Blackstone had offered $6.4Bn to buy Alliance Data at the time with a break-up fee of $170M or around 2.6% The buyout didn't occur, due to a third party (Office Of Comptroller who was requesting some money as insurance from Blackstone). What Alliance Data obtained at the end for compensation? $3M, mostly to cover the fees paid to lawyers.
In the case of BCE vs The Teachers and others, since the deal was called off alos by a third party (KPMG) it is likely that the official break-up fee won't be paid, but probably an amount that is close to what BCE paid to their lawyers during the saga: Few millions at best.

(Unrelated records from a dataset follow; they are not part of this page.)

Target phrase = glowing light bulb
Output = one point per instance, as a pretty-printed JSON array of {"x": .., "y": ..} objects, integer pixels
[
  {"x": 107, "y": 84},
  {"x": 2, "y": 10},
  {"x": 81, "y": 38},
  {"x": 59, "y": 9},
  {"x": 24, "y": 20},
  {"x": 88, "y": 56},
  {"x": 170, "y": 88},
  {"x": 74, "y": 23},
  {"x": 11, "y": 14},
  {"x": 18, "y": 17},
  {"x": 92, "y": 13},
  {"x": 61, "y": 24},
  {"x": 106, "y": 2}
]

It"ll work out to be a lot more than "A Few million" if anything transpired that happend to be illegal between any of the parties involved kick-in a lack of tranparency concerning BCE shareholders. In my opinion all parties here are playing with fire,might be in everyones best interest to date extension and try to renegotiate the CURRENT deal
"if anything transpired that happend to be illegal" I doubt that the parties involved were dumb enough to write on paper anything that proves some collusion to kill the deal.
Few years ago there was a big buyout of the Texas Utilities and something similar to BCE happened : "The banks backing Kohlberg Kravis Roberts and TPG Capital’s buyout of US power utility TXU Corporation are reportedly looking to withdraw from financing the acquisition and could pay a $1bn (€730m) break-up fee to avoid being lumped with almost $37bn worth of debt on their balance sheet."
The deal went through for a total amount of $45Bn including all debt. But the difference was that there was not a credit crunch like nowadays for banks.
But the similarity of both deals is interesting as for the debt load.